Catastrophic shifts in tree-microbial symbioses: the causes, consequences, and warning signs of environmental collapse in the global forest system

Lead Research Organisation: University of Edinburgh
Department Name: Sch of Biological Sciences

Abstract

The distribution of life on earth is shaped by climate. Moving north or south from the earth's equator to its polar caps, the sequence of ecosystems spans moist rainforests, dry deserts, seasonally green temperate forests and the vast evergreen forests and frozen tundra. Life in each of these ecosystems is adapted to the challenges that climate imposes, from the extremes of heat and cold that must be survived to the regular cycles of resources that must be exploited. As the earth's climate is changing at unprecedented speed, this regular sequence of ecosystems is being massively reorganised. As a NERC Independent Research Fellow, I propose to study how climate warming is driving transformative changes in the world's largest forested region over decades and centuries, fast enough to witness over the scale of individual human lifetimes.
My research indicates that hundreds of billions of trees that span the earth's great northern forests are living on the edge of a climatic tipping point. Tipping points occur when alternative ecosystem types engage in a tug-of-war with their environments, with each ecosystem altering local conditions in a way that allows it to survive. This tug-of-war can create an unstable frontier between warring ecosystems, where small climate changes can rapidly and irreversibly determine the winner. The technical term for these changes in ecosystem state is catastrophic ecosystem shifts; collectively, they represent the most dramatic planetary response to climate change.
The tipping point my research has unmasked is massive, stretching from North America clear across Eurasia, encompassing an area roughly twice the size of Europe.
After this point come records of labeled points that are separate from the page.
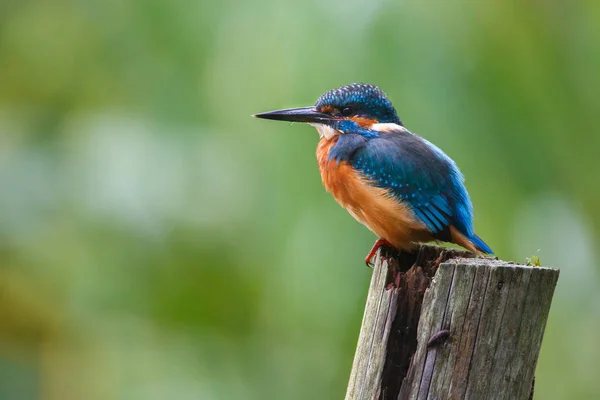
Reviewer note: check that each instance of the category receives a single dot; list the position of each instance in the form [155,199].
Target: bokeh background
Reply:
[157,242]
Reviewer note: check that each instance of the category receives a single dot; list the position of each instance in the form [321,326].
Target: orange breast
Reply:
[372,206]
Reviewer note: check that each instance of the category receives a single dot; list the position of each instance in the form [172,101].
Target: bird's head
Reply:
[357,108]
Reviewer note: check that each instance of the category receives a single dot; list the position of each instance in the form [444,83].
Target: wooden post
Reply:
[440,324]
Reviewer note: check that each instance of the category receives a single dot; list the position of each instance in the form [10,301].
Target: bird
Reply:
[399,185]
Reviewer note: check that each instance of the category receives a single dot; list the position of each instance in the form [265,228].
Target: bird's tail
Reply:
[481,245]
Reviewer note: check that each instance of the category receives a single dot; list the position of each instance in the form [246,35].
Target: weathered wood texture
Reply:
[486,318]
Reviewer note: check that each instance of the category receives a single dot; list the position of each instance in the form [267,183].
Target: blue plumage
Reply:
[359,127]
[413,170]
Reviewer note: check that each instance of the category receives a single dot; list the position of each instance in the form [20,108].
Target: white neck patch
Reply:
[325,131]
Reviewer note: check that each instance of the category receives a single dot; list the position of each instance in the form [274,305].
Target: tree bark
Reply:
[441,325]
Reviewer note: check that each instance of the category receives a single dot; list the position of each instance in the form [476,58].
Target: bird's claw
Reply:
[378,244]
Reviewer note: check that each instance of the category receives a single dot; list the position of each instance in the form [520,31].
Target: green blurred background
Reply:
[156,242]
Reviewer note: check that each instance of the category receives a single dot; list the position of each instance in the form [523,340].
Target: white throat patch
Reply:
[388,127]
[326,131]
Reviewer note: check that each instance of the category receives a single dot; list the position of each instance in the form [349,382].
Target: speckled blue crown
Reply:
[368,101]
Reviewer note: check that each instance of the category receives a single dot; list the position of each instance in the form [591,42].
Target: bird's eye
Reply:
[347,111]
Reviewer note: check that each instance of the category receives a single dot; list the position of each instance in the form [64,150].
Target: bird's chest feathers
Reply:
[367,203]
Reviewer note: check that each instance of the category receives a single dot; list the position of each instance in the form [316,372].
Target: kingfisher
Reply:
[402,187]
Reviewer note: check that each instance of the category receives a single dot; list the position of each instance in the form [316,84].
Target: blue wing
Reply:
[421,175]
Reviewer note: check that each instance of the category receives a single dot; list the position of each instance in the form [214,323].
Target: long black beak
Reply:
[302,114]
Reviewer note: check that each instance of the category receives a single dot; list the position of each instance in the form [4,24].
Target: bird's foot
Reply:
[378,244]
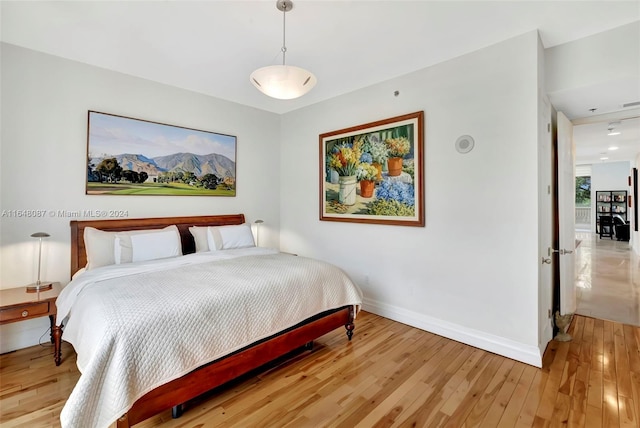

It separates forests that are dominated by trees that form symbiotic partnership with different groups of fungi (called mycorrhizas). Over 99% of trees associate exclusively with one of two primary groups of mycorrhiza to acquire the soil nutrients they require to grow and reproduce. Ectomycorrhizas dominate on the colder side of the tipping point where nutrient cycling is slow, in the vast boreal forests of Canada and Eurasia, whereas arbuscular mycorrhizas dominate on the warmer side where nutrient cycling is fast, in temperate and tropical forests. Moreover, these two groups appear locked in a tug of war on the process of nutrient cycling, with ecto- and arbuscular mycorrhizas slowing down and speeding it up, respectively, in an effort to transform their environments to their liking. Climate change is tipping the balance in this global tug-of-war, warming climates, speeding up nutrient cycling, and sending ectomycorrhizal trees and and their fungal partners beyond the tipping point where they can no longer thrive. If global forests follow the model set by other ecosystems engaged in such a tug of war, the transformations could occur much more rapidly than previously thought, occurring over the course of decades and centuries rather than thousands of years.
My objective is predict exactly how fast global forests will change as a result of climate change acting on this massive, ecological tug of war. Specifically, I will use global datasets comprising over 31 million forest census plots to build a mathematical model that can be used to determine the speed and consequences of catastrophic shifts in forest tree symbioses. These models will be used to predict catastrophic symbiotic shifts before they happen, identify warning signs of imminent ecosystem collapse, and forecast the resulting losses (and potential gains) in resulting ecosystem function. The resulting research will also help identify whether these ecosystem catastrophe's can be averted by reducing greenhouse gas emissions. The goal is to gain advance knowledge about the changing fates of our forests so that we can learn how to live them with them.